Kaley Lane Eaton

Avante-garde classical composer, freak-folk singer-songwriter and postmodern jazz interloper Kaley Lane Eaton performs her sophomore album, Lookout, live with an all-star orchestra of Seattle’s most beloved genre-bending musicians.

For artists like Kaley Lane Eaton who paint outside the lines, there are seemingly endless boxes to check, but few name-brand comparisons. Joni Mitchell, Björk, Kate Bush, Laurie Anderson. 

On her latest album Lookout, Eaton regularly makes pressure-testing trips from the vast cosmos down to the particular details of home in the Pacific Northwest. In her words, “It’s a behemoth.” From the ever-expanding space of jazz cymbals, flute, and harp, down to the folksy pluck of her banjo — a prized recent acquisition — and the grounding chords of her great-great-great grandmother’s piano, which shipped up the Missouri River to the family homestead in Montana. 

There are no electronic instruments to be found here, but many trees. The sequoia on the hillside, aspens quaking, cedar, and Jeffrey pine.

With her experience in electronic music, Eaton’s choice to exclude digital instruments from the palette is immediately felt.
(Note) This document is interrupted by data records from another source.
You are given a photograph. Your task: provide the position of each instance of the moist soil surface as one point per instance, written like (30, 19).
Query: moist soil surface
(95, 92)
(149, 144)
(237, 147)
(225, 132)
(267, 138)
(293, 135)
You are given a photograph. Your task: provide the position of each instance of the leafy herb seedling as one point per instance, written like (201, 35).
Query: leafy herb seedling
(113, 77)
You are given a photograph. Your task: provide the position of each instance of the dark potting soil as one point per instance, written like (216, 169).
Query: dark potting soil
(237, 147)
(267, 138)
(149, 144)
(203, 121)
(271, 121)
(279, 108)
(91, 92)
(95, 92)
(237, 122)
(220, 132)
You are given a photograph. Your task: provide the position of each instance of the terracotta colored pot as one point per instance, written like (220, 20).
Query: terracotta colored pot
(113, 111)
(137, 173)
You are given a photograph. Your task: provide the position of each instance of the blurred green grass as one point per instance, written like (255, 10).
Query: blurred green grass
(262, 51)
It’s not that technology doesn’t exist here. It’s a conscious focus on human beings with time-tested tools. Ancient technology.
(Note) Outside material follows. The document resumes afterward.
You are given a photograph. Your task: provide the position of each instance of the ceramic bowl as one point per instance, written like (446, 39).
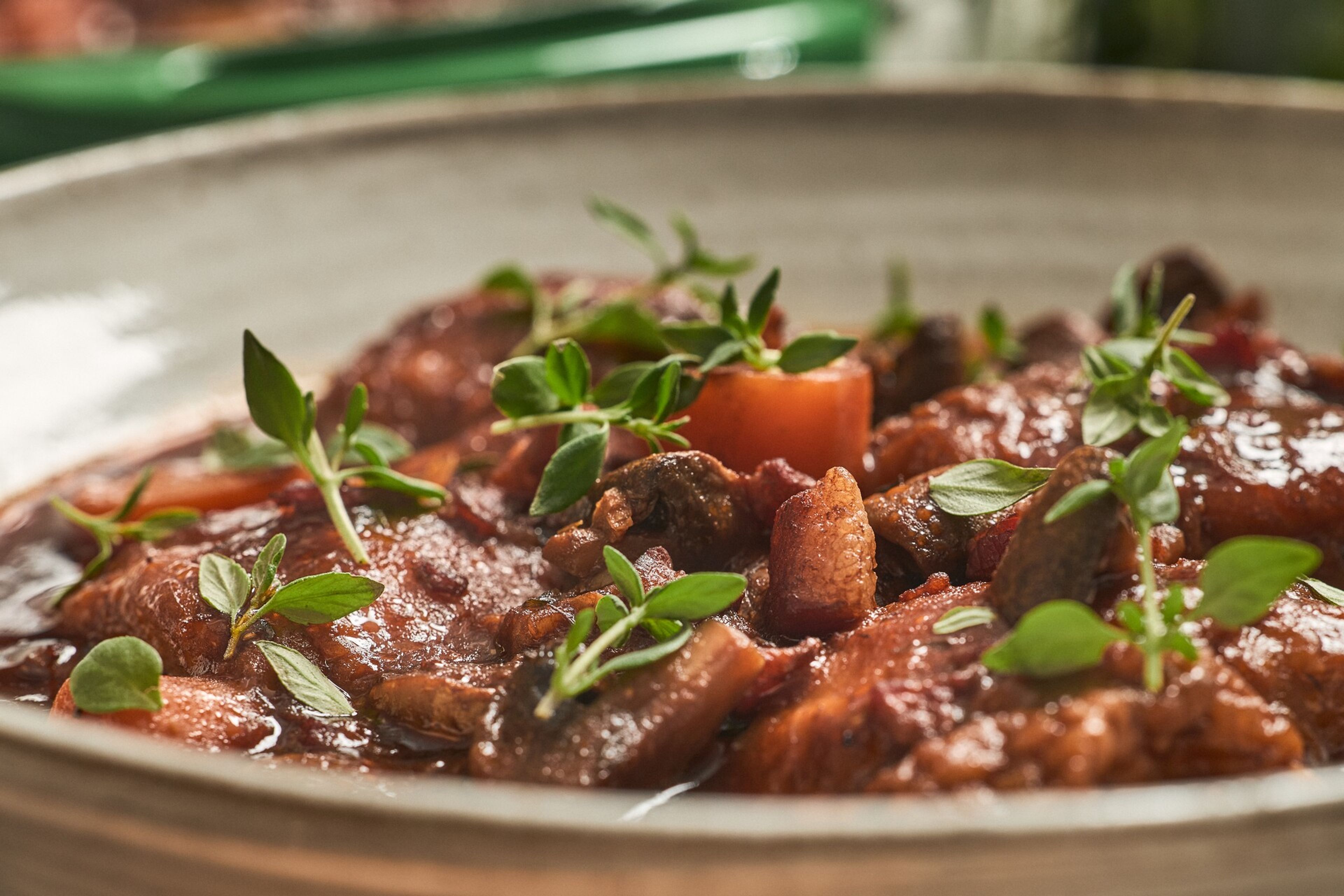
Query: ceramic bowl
(130, 272)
Eaton composes with the full command of her four music degrees and classical training, but there’s an American-ness that can’t be shaken on Lookout. A sorrow, wildness, and expansiveness, not of the European classical tradition, but of jazz, blues and folk. Kaley Lane Eaton is all of these things and more. And none of them precisely.
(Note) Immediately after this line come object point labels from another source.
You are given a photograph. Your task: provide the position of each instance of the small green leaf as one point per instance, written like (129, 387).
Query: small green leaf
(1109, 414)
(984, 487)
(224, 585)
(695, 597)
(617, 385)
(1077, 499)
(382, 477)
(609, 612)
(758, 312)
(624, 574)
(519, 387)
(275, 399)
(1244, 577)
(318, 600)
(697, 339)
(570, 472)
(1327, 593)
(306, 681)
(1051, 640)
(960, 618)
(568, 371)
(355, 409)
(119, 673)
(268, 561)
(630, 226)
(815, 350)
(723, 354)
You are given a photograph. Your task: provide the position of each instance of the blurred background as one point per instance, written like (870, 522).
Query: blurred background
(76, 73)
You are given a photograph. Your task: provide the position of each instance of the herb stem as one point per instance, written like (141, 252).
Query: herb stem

Eaton (on vocals, banjo, and piano), is joined on this live performance of Lookout by Chris Icasiano (drums), Kayce Guthmiller (voice and viola), Moe Weisner (bass), Samantha Boshnack (trumpet), Heather Bentley (viola), Leanna Keith (flute), Neil Welch (saxophone), Rian Souleles (guitar, bouzouki, and baglama), Lily Press (harp), Simon Linn-Gerstein (cello), Alina To (violin), Maria Scherer-Wilson (cello), and Aleida Gehrels (viola), Ray Larsen (trumpet).